Findings from her research suggested that people just beginning to explore activism could be disheartened by being criticised for doing something wrong.
“Part of the reason people volunteer is to feel good about themselves and effective about changing the world,” she said.
“Shaming them for making ‘small change’ is a way to reduce numbers of protesters, not to increase them. Shaming can also create a legacy of political inactivity: Turning kids off from involvement now could encourage decades of disengagement.”
Brands leading the pack
There are many brands that have shown what it really means to be an ally by combining talk with action.
Nike was one of the first major brands to speak out when it posted a 60-sec video on Friday 29 May to its social accounts with only white text on a black background that read: “For once, don’t do it. Don’t pretend there’s not a problem in America.

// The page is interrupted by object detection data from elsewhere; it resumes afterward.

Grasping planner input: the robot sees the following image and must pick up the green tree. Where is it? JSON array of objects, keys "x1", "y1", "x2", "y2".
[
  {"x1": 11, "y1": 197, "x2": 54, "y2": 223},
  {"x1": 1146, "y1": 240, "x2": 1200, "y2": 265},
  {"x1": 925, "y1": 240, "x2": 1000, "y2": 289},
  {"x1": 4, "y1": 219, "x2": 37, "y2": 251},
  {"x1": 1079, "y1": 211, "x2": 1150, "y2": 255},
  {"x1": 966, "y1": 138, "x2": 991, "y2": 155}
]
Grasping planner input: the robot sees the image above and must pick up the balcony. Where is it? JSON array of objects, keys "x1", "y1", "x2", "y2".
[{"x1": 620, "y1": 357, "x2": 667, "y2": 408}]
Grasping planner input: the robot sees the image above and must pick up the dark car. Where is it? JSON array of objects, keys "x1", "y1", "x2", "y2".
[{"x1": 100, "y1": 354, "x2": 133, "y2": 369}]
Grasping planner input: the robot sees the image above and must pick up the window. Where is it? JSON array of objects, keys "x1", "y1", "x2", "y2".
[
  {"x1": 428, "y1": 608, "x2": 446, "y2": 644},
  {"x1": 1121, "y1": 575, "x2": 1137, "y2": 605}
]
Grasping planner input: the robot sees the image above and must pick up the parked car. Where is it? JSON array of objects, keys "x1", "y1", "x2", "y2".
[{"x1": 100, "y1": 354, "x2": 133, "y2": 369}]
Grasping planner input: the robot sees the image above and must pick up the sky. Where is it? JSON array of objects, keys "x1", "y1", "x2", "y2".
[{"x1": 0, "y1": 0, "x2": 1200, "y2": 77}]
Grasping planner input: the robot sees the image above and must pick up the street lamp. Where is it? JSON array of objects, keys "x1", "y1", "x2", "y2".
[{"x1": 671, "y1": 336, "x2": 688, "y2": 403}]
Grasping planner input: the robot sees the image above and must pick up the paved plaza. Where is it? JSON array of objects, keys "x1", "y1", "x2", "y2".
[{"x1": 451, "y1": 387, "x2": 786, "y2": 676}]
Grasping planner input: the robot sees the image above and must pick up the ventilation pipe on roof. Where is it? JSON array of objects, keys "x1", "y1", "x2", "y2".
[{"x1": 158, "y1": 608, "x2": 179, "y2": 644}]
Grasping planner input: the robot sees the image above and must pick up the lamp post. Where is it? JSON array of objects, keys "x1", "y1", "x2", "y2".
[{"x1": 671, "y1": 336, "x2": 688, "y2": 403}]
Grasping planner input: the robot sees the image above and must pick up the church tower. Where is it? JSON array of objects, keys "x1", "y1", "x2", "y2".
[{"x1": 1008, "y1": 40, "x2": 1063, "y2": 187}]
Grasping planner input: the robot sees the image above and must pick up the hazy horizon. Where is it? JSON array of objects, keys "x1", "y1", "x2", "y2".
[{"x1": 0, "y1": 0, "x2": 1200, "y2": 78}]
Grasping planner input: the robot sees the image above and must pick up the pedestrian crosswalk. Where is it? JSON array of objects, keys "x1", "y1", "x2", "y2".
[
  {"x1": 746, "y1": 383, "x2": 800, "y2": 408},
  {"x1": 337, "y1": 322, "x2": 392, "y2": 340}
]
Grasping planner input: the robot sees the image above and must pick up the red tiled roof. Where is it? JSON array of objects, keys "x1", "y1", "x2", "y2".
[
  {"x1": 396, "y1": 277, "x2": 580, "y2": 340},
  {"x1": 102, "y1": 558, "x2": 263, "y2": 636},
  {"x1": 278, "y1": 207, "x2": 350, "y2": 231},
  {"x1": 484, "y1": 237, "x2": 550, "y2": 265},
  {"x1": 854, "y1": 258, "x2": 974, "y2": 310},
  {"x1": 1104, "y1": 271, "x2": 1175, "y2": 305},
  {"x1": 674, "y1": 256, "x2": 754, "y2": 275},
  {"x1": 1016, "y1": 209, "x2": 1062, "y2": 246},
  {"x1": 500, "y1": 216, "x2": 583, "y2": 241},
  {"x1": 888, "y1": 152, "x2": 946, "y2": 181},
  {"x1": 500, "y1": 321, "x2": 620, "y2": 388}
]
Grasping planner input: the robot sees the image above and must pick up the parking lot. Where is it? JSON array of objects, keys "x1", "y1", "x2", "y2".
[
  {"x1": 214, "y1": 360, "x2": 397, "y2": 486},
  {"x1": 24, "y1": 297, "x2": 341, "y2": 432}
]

“Don’t turn your back on racism. Don’t accept innocent lives being taken from us. Don’t make any more excuses. Don’t sit back and be silent. Don’t think you can’t be part of the change. Let’s all be part of the change.”
In its tweet, Nike added the hashtag #UntilWeAllWin.

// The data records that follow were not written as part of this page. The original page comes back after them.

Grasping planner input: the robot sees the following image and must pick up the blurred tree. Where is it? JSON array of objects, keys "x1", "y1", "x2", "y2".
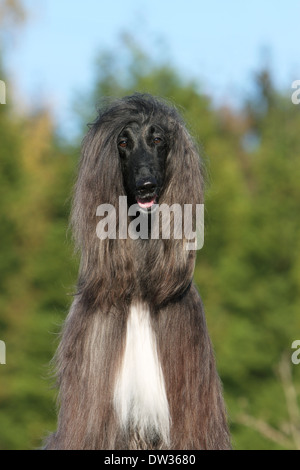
[{"x1": 0, "y1": 27, "x2": 300, "y2": 449}]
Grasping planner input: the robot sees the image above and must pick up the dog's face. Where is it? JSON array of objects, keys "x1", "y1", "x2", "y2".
[{"x1": 117, "y1": 122, "x2": 169, "y2": 212}]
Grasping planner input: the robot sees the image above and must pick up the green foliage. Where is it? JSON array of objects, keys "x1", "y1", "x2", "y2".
[{"x1": 0, "y1": 37, "x2": 300, "y2": 449}]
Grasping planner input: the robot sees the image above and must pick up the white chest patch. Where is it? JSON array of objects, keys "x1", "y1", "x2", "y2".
[{"x1": 114, "y1": 305, "x2": 170, "y2": 444}]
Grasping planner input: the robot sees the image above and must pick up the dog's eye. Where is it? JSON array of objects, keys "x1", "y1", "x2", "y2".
[{"x1": 118, "y1": 139, "x2": 128, "y2": 149}]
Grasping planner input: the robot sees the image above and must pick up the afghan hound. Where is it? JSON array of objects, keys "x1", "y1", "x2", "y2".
[{"x1": 45, "y1": 93, "x2": 231, "y2": 450}]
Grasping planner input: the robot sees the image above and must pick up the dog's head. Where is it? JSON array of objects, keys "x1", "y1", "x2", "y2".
[{"x1": 117, "y1": 122, "x2": 170, "y2": 212}]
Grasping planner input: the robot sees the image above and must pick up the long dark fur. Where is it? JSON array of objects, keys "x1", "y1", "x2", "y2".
[{"x1": 45, "y1": 94, "x2": 230, "y2": 449}]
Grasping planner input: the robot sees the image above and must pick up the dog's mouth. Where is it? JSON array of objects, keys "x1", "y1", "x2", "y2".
[
  {"x1": 136, "y1": 194, "x2": 157, "y2": 212},
  {"x1": 135, "y1": 177, "x2": 159, "y2": 212}
]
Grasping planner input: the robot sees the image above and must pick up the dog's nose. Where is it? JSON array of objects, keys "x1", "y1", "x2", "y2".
[{"x1": 136, "y1": 177, "x2": 157, "y2": 196}]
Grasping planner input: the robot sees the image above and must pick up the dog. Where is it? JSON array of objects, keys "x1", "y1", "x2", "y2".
[{"x1": 45, "y1": 93, "x2": 231, "y2": 450}]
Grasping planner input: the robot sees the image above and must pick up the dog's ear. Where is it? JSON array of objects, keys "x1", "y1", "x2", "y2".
[
  {"x1": 71, "y1": 118, "x2": 134, "y2": 309},
  {"x1": 162, "y1": 122, "x2": 204, "y2": 208},
  {"x1": 71, "y1": 123, "x2": 124, "y2": 249}
]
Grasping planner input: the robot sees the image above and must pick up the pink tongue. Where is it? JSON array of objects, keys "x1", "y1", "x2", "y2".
[{"x1": 137, "y1": 199, "x2": 154, "y2": 209}]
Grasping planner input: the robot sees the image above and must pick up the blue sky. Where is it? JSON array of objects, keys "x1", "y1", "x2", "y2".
[{"x1": 8, "y1": 0, "x2": 300, "y2": 136}]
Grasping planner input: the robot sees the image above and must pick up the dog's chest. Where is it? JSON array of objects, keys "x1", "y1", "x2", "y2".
[{"x1": 114, "y1": 305, "x2": 169, "y2": 442}]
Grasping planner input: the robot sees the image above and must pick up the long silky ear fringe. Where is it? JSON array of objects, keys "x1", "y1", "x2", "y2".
[{"x1": 71, "y1": 123, "x2": 135, "y2": 308}]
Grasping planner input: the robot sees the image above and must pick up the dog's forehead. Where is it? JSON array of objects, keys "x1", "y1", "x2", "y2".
[{"x1": 121, "y1": 121, "x2": 166, "y2": 135}]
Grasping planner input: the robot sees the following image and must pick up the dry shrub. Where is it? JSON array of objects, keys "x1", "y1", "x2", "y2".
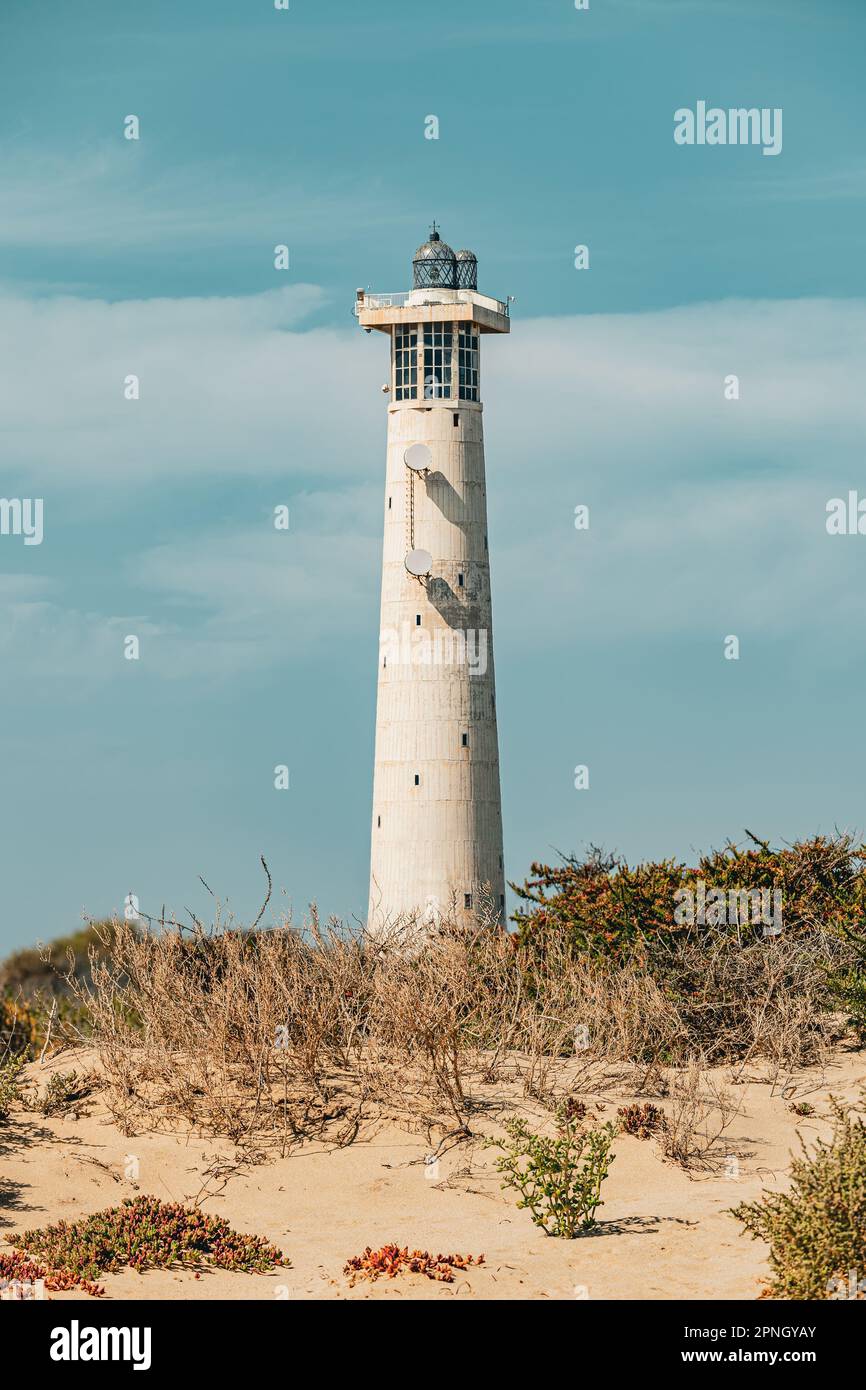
[
  {"x1": 660, "y1": 1059, "x2": 740, "y2": 1169},
  {"x1": 74, "y1": 913, "x2": 856, "y2": 1161}
]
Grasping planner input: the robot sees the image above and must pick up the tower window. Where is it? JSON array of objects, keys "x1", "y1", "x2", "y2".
[
  {"x1": 393, "y1": 324, "x2": 418, "y2": 400},
  {"x1": 457, "y1": 324, "x2": 478, "y2": 400},
  {"x1": 424, "y1": 324, "x2": 455, "y2": 400}
]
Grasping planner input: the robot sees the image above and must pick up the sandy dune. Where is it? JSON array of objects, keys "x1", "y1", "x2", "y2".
[{"x1": 0, "y1": 1052, "x2": 866, "y2": 1300}]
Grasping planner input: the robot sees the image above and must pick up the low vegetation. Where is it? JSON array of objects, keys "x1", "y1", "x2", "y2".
[
  {"x1": 343, "y1": 1245, "x2": 484, "y2": 1284},
  {"x1": 734, "y1": 1102, "x2": 866, "y2": 1298},
  {"x1": 0, "y1": 1197, "x2": 286, "y2": 1294},
  {"x1": 496, "y1": 1118, "x2": 616, "y2": 1240},
  {"x1": 42, "y1": 837, "x2": 863, "y2": 1152}
]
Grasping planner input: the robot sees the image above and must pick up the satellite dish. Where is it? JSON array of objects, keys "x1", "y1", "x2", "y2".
[
  {"x1": 403, "y1": 550, "x2": 432, "y2": 580},
  {"x1": 403, "y1": 443, "x2": 432, "y2": 473}
]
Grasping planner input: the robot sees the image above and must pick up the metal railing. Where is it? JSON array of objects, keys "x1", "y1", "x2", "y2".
[{"x1": 354, "y1": 289, "x2": 509, "y2": 318}]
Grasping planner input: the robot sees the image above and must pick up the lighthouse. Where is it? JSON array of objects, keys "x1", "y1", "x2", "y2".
[{"x1": 354, "y1": 224, "x2": 510, "y2": 934}]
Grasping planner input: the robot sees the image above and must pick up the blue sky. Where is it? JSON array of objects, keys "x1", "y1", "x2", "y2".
[{"x1": 0, "y1": 0, "x2": 866, "y2": 949}]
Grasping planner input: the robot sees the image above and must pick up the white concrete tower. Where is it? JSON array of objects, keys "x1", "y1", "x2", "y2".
[{"x1": 354, "y1": 224, "x2": 510, "y2": 931}]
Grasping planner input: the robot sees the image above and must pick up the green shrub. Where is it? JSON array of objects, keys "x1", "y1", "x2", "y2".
[
  {"x1": 734, "y1": 1101, "x2": 866, "y2": 1298},
  {"x1": 0, "y1": 1056, "x2": 24, "y2": 1125},
  {"x1": 512, "y1": 831, "x2": 866, "y2": 961},
  {"x1": 496, "y1": 1119, "x2": 616, "y2": 1240}
]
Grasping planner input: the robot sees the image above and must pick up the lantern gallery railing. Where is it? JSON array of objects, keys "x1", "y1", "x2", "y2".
[{"x1": 354, "y1": 289, "x2": 509, "y2": 318}]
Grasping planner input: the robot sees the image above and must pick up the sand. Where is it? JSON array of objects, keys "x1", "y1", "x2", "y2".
[{"x1": 0, "y1": 1051, "x2": 866, "y2": 1301}]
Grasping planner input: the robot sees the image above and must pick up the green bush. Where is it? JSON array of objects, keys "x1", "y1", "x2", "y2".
[
  {"x1": 496, "y1": 1119, "x2": 616, "y2": 1240},
  {"x1": 0, "y1": 1056, "x2": 24, "y2": 1125},
  {"x1": 512, "y1": 831, "x2": 866, "y2": 961},
  {"x1": 734, "y1": 1102, "x2": 866, "y2": 1298}
]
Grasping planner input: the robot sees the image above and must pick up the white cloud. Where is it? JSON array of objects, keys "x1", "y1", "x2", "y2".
[{"x1": 0, "y1": 286, "x2": 866, "y2": 676}]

Rather than release its own statement, Adidas simply retweeted Nike’s post six hours after it went live, and added: “Together is how we move forward. Together is how we make change.”
Puma released a statement and revealed it would support the Minnesota Freedom Fund, a charity organisation that works to pay the bail bonds of Black low-income earners, and seeks to end discriminatory, coercive and oppressive jailing.
Fila then announced a $100,000 donation to Black Lives Matter.
Media brands like Netflix and Disney also spoke out, showing their commitment to Black members, employees, creators and talent.
Ice cream maker Ben & Jerry’s also called on Americans to “dismantle white supremacy” and “grapple with the sins of our past”.
"What happened to George Floyd was not the result of a bad apple; it was the predictable consequence of a racist and prejudiced system and culture that has treated Black bodies as the enemy from the beginning," the brand, which publicly supported the Black Lives Matter movement in 2016, said in a statement.
How do we move forward?
According to Earl, the goal of activism is social change, not just activism for activism’s sake.
But for activism to really create social change, you need numbers, Earl said.
“‘Flash activism’, the label I prefer for online protest forms such as online petition, can be effective at influencing targets in specific circumstances,” she said.
“Think of a flash flood, where the debilitating rush of involvement overwhelms a system. Numbers matter.”
If people continue to denigrate flash activism on the part of individuals, they will eventually drive away potential allies.
But the same doesn’t necessarily go for big brands.
University of New South Wales’ School of Marketing associate professor, Nitika Garg, told Yahoo Finance that brands have generally shied away from engaging in activism around controversial issues.
For example, when NFL player Colin Kaepernick took the knee during the US national anthem, many brands were reluctant to get behind Kapernicks’s stance, because they didn’t want to be seen to be on the wrong side, and weren’t sure what the consequences would be for their consumer base, Garg said.
Nike, however, made him the face of their brand.
“Customers want brands to take a stand, especially if there is a great resonance in the society,” Garg said.
“So right now, if a brand doesn’t speak up about Black Lives Matter, that’s going to backfire.”
But the buck doesn’t stop with lip service.
“The speaking out part is one thing, but brands have a responsibility to take it further and back it up with action, which is where they sometimes fall apart,” Garg said.
“If you are going to align yourself with a particular issue, you better follow it up with some action.”
Deadra Rahaman, founder and president of Society Redefined, told The Drum that if a brand’s solidarity isn’t genuine, people will know.
"Consumers are savvy enough to peel back the optics. ‘How are you investing and impacting my community?’ We need brands to show up, not just give us words," Rahaman said.
Actions speak louder than words, after all.